Bishop of Hippo, Teacher of the Faith


Augustine, Bishop of Hippo
Bishop of Hippo, Teacher of the Faith

Attributed to Gerard Seghers, Public Domain

Augustine, was, a most influential figure of the early church in the west. Augustine’s parents, Patricius and Monica, were ambitious for him and struggled financially to obtain the best possible education for him. While at university in Carthage, he developed a deep thirst for truth, which took him first into Manichaeism. Its beliefs were based on local Mesopotamian religious movements and Gnosticism.

In 383 Augustine moved to Rome and soon obtained a position as professor of rhetoric at what was then the western imperial capital, Milan.
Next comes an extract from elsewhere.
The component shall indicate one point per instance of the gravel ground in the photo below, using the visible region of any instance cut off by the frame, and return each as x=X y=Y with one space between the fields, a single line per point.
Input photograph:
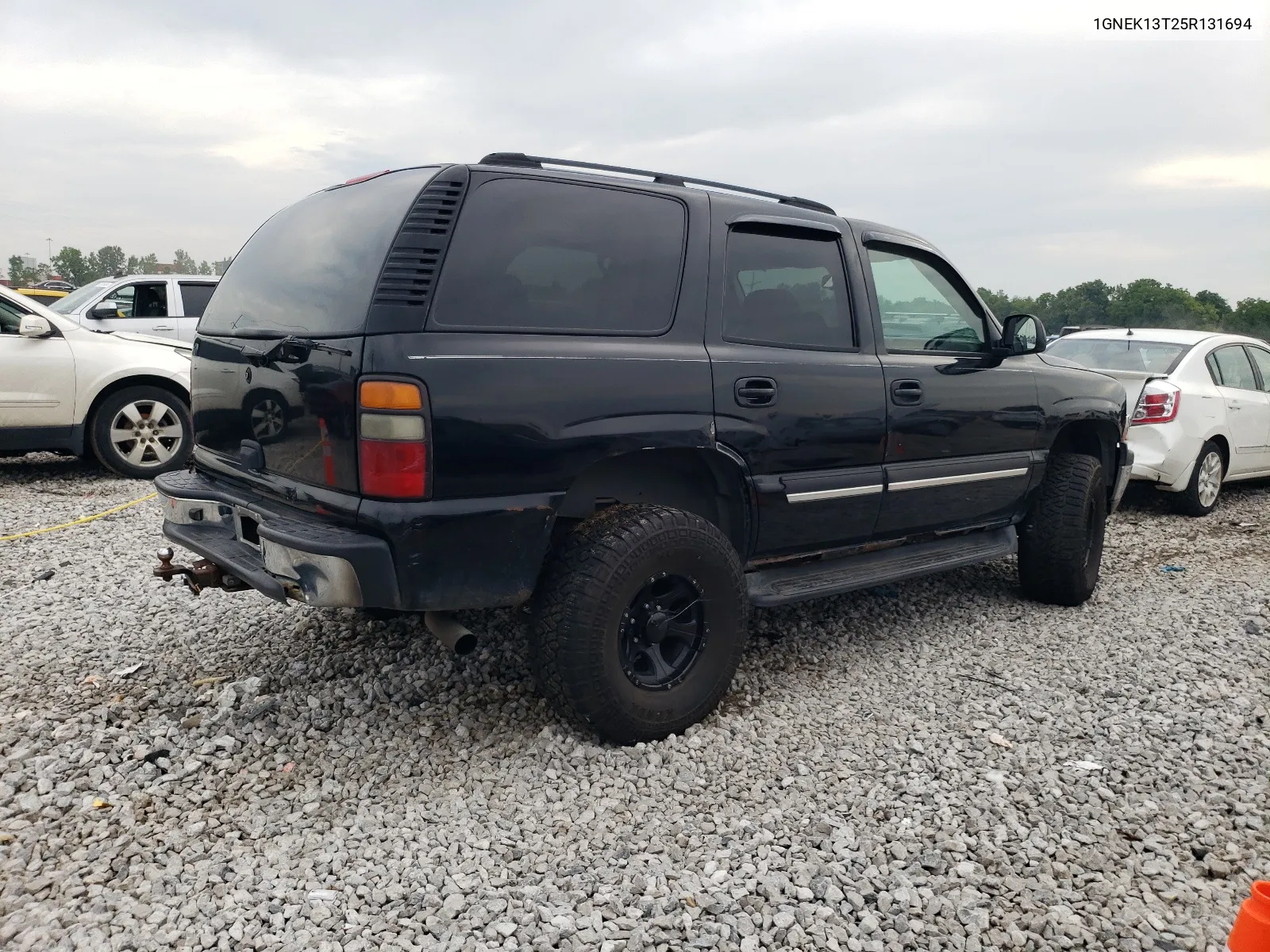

By this time he had become dissatisfied with the Manichaean pseudo-scientific explanations of reality. He was greatly influenced by Bishop Ambrose, who introduced him to a chain of Philosophical thinkers and thought and a more spiritualised interpretation of Scripture than he had met in North Africa.

Augustine eventually came to the conclusion that a commitment to Christianity was a total commitment to a disciplined life-style, dedicated to God. He struggled within himself over the cost of this commitment, but was eventually “converted” in 386. Abandoning the prospect of marriage and a brilliant public career, he received baptism from Ambrose at Easter in 387. Augustine resolved to return to North Africa and to live as a monk, seeking a life of contemplation and prayer.

While looking for a suitable place for a monastic community, he was made a minister by the people of the church in Hippo, and became bishop of Hippo in 395, a position he held until his death. In addition to his many responsibilities as bishop, Augustine carried on an extensive literary output in letters, treatises and sermons. He wrote at length against the Manichaeans and became embroiled in the major debates in the western church over the nature of the church. He debated with the Donatists, and the Pelagians Where Pelagius was the moral reformer urging responsibility, Augustine was the redeemed sinner who knows that it is all God’s work in us.

Augustine's Confessions is a classic spiritual autobiography, and his City of God shaped western thinking about the meaning of historical events. Augustine also wrote extensively on grace against those who looked for visible evidence in themselves or the church of their standing before God.

The most outstanding of early Christian thinkers in the western church, Augustine had a profound influence on the medieval world, and a continuing effect even beyond the period of the Reformation.

BORN: 13 November 354, Thagaste, North Africa (present day Algeria).

DIED: 28 August 430 AD, Hippo Regius, Annaba, Algeria.